In R, we can use the function `glm()` to run a logistic regression model. The first argument, `label ~ .`, means that we want to use the column `label` as the outcome variable and use the rest of the columns as predictors. If you only want to use a few columns as predictors, such as gender and race, you need to specify these columns after `~`, i.e., `label ~ gender + race`. The second argument, `family = binomial (link = 'logit')`, defines the functional form and the error distrition. In the last argument, `data = df_training`, we indicate that we want to train the model on `df_training`. The results are saved in the object `lr_model`.

In [None]:
# Run the logit regression with the training dataset
lr_model <- glm(label ~ ., family = binomial(link = 'logit'), data = df_training)

#Show feature importance
summary(lr_model)

In the above results, the column **Estimate** shows the importance of each feature in predicting whether a claimant will stay for 13 weeks or longer. The stars at the end of each row indicates whether a feature coefficient is significant. Note that our model automatically leaves out one category for each group of dummy variables. For example, of all the gender dummies (female, male, and unknown), female is the omitted category. 

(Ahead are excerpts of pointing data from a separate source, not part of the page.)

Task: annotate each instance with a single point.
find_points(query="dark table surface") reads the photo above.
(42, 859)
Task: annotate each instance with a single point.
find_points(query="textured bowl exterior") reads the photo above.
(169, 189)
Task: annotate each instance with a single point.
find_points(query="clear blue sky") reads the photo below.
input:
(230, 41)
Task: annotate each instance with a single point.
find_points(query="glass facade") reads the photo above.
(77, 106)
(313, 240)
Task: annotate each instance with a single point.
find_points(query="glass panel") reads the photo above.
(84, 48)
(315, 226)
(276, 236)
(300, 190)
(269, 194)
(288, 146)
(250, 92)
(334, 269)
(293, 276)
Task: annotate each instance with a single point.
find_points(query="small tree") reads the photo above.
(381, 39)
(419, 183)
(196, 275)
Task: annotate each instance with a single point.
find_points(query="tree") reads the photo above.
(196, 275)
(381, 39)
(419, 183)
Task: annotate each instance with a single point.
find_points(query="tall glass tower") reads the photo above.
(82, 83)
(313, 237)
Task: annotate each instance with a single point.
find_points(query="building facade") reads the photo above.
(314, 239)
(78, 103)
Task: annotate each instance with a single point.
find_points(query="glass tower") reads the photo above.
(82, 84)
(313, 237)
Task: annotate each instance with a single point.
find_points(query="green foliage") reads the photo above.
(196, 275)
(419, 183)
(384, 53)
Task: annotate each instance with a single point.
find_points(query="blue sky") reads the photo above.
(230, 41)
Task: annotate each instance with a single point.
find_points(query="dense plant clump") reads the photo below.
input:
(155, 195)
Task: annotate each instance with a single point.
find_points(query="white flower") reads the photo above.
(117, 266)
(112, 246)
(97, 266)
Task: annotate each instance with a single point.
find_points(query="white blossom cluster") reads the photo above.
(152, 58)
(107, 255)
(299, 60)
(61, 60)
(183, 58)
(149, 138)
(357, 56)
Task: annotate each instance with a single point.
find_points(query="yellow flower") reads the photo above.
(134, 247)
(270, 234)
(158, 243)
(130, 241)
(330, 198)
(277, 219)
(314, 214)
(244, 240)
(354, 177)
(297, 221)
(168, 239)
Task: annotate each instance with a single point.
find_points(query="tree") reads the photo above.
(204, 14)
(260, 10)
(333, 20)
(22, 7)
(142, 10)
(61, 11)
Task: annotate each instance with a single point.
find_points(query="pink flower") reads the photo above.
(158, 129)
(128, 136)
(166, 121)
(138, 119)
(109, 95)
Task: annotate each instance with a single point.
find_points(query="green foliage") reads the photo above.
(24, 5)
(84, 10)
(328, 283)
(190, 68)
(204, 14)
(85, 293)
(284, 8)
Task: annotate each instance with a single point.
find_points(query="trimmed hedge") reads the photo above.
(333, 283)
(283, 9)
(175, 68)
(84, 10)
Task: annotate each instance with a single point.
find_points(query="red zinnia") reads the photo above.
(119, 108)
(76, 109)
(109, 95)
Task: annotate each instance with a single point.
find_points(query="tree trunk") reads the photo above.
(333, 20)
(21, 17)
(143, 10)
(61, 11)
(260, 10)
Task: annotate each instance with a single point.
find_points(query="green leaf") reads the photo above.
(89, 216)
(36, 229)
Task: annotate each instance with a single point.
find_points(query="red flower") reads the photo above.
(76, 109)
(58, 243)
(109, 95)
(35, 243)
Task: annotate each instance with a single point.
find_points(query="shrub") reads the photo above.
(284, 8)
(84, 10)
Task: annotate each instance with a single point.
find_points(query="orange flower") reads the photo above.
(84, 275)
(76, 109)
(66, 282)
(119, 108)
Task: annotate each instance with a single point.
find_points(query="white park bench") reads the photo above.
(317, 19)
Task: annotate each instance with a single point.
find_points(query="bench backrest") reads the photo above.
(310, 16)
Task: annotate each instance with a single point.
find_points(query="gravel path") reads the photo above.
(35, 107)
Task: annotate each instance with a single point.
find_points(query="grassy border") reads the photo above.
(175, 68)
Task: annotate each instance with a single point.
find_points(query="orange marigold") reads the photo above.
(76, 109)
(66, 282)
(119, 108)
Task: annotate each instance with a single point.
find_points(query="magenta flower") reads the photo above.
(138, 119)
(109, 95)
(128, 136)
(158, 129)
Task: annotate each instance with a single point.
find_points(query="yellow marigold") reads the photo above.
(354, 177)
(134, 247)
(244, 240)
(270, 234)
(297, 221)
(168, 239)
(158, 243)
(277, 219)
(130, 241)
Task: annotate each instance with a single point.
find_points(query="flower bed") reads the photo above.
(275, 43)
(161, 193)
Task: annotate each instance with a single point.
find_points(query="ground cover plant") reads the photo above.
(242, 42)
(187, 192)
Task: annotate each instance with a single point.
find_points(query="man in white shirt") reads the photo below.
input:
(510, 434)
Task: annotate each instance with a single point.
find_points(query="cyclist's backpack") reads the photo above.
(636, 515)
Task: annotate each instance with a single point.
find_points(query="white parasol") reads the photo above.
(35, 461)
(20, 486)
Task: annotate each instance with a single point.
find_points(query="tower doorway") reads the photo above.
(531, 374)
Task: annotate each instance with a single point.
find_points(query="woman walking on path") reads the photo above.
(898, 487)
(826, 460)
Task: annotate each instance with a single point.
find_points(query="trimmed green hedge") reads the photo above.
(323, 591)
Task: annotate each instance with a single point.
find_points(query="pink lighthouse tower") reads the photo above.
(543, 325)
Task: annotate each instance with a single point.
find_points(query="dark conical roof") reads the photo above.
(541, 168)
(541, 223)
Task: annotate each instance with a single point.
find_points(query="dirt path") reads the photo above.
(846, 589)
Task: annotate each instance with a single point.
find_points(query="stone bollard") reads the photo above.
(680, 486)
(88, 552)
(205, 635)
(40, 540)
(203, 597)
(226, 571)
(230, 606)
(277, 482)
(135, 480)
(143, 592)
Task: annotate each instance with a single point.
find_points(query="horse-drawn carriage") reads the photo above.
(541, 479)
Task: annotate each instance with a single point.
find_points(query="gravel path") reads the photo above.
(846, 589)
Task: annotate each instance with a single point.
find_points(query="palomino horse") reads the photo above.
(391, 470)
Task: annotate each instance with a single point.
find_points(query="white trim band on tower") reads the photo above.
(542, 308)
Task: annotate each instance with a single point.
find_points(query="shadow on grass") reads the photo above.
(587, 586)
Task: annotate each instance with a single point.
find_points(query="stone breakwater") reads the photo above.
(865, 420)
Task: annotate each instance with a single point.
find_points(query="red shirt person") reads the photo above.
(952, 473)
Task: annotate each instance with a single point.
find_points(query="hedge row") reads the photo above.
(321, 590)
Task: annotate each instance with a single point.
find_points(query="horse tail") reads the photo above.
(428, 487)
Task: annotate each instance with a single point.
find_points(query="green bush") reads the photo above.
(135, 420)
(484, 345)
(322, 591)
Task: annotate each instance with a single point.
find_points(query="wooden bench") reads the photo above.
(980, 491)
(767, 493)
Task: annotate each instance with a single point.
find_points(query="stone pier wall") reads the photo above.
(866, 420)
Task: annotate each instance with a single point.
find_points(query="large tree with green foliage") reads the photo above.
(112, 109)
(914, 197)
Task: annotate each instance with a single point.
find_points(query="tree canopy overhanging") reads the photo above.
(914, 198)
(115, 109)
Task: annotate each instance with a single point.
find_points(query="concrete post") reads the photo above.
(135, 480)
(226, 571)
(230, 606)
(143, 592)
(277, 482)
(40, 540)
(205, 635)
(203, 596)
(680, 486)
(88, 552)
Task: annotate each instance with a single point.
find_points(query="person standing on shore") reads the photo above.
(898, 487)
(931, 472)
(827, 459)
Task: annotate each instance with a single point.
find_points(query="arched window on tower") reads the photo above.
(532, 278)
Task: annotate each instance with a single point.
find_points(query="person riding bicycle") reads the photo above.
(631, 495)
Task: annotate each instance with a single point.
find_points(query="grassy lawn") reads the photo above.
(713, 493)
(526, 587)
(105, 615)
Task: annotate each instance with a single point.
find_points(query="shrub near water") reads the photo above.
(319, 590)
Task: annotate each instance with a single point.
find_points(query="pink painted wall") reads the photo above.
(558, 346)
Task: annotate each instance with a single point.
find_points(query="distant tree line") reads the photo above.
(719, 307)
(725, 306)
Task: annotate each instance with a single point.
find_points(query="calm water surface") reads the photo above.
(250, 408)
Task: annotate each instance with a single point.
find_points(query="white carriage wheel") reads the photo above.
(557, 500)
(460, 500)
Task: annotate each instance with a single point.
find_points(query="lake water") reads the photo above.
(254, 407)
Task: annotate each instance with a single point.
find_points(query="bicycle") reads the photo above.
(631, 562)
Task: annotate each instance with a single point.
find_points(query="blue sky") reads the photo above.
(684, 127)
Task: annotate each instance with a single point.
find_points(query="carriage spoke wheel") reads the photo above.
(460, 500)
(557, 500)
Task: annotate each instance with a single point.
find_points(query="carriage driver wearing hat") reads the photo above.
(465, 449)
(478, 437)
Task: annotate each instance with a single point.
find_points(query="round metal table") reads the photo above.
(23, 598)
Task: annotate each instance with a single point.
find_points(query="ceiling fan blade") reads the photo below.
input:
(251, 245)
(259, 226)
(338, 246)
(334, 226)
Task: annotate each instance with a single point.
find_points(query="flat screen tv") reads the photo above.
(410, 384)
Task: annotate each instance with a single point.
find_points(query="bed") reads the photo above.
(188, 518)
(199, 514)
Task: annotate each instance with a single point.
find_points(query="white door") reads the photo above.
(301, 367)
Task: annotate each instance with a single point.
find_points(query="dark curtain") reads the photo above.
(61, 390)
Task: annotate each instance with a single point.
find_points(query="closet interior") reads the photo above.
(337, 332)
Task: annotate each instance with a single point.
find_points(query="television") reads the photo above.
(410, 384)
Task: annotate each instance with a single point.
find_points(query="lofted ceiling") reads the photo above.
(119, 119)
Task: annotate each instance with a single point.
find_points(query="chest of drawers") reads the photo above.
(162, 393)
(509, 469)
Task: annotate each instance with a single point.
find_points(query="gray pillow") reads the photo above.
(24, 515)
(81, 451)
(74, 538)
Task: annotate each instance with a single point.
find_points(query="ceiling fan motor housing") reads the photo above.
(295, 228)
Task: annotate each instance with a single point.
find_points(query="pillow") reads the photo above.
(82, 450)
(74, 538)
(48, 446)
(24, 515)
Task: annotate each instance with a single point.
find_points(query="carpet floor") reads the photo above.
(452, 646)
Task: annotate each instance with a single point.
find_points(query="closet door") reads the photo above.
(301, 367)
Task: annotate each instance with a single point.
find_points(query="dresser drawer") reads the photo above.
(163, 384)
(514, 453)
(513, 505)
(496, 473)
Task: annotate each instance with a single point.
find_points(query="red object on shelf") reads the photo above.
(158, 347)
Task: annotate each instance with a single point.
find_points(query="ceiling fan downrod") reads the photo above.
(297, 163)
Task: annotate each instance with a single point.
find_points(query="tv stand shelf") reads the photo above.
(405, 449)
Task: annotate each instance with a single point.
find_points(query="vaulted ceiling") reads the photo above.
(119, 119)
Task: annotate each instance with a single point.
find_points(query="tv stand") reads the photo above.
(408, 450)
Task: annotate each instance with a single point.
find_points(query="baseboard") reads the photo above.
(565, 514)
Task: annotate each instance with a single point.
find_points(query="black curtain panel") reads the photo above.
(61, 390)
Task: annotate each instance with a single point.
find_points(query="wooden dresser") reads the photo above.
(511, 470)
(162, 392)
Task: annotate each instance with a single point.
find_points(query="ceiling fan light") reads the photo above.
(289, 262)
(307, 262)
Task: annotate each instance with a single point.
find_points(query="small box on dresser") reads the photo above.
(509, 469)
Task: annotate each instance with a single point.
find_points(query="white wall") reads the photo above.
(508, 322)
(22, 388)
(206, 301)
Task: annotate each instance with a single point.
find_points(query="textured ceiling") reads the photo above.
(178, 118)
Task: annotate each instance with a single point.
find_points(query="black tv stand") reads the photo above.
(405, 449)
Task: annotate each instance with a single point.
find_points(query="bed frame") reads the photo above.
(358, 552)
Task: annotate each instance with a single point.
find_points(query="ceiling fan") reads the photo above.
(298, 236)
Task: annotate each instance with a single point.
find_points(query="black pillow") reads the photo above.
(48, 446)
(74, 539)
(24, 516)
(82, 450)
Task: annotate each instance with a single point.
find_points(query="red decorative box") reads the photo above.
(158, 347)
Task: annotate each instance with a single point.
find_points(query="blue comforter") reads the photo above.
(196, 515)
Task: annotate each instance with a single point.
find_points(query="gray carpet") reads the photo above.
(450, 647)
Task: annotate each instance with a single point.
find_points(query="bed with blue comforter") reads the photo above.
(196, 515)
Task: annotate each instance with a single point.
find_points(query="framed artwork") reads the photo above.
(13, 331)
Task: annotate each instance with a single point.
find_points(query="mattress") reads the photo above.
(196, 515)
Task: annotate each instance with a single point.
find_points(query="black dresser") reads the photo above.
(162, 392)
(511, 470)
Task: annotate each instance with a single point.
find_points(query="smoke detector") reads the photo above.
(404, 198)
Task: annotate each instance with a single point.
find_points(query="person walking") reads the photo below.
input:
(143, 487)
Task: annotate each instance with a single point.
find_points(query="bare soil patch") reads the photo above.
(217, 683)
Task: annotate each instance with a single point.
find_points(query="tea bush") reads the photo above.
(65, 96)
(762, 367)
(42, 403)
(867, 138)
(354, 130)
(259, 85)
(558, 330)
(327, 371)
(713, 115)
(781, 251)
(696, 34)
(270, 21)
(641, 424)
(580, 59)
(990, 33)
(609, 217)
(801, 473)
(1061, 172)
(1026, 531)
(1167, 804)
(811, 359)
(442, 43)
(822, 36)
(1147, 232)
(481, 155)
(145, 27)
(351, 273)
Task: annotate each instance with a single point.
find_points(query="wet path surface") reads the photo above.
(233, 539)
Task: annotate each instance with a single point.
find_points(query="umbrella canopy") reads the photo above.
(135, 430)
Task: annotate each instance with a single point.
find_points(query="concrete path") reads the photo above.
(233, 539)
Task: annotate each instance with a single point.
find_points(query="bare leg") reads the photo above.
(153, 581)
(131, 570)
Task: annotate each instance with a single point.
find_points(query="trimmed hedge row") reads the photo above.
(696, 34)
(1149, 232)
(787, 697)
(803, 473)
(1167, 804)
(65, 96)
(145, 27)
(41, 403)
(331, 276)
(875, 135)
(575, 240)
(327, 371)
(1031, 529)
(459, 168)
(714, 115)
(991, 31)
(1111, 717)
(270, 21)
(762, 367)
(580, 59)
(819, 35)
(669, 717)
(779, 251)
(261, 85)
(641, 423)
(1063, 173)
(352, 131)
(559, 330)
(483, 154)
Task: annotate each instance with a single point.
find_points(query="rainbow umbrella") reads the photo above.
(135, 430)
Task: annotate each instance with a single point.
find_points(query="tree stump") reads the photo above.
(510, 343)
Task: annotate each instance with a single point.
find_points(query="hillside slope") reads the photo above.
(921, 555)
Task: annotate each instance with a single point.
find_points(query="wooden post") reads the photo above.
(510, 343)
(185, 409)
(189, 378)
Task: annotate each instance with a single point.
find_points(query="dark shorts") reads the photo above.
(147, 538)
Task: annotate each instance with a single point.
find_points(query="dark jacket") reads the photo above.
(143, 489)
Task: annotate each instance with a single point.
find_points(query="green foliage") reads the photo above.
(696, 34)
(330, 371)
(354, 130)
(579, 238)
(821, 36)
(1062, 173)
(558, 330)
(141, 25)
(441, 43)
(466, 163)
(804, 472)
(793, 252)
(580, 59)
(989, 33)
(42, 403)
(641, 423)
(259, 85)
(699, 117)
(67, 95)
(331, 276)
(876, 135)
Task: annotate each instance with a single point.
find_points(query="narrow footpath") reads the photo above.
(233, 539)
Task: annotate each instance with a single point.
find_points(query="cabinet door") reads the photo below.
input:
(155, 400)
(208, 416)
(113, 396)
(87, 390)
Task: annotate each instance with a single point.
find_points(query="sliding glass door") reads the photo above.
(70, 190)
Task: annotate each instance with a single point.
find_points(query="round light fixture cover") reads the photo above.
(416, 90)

We can see that based on our logistic regression model, REDACTED,REDACTED, REDACTED, REDACTED, REDACTED, and REDACTED are important predictors. For example, compared to REDACTED, REDACTED, REDACTED, or even REDACTED are less likely to stay in the UI program for 13 weeks or longer. For another example, claimants from REDACTED (NAICS=REDACTED) and REDACTED (NAICS=REDACTED) indusries are more likely to leave the UI program early. REDACTED claimants and claimants with REDACTED are more likely to stay in the UI program longer.

### **Model Evaluation**

Next, let's evaluate the logistic regression's performace. We will start with the confustion matrix and accuracy. Then we look at its precision at 10% of the population and compare it with the two baseline models. Finally, we create the precision and recall curve to investigate how our model perform at different thresholds and different selections of k.

#### **Accuracy**

First, let's use the function `predict()` to predict outcomes of claimants in our testing data. Inside of this function, `lr_model` is the object in which we save the logistic regression's results. `df_testing` is the testing data. `type = 'response` indicates that we want the predicted probabilities (or predicted scores). We add these predicted scores as a column `predict_score` to the DataFrame `df_testing`.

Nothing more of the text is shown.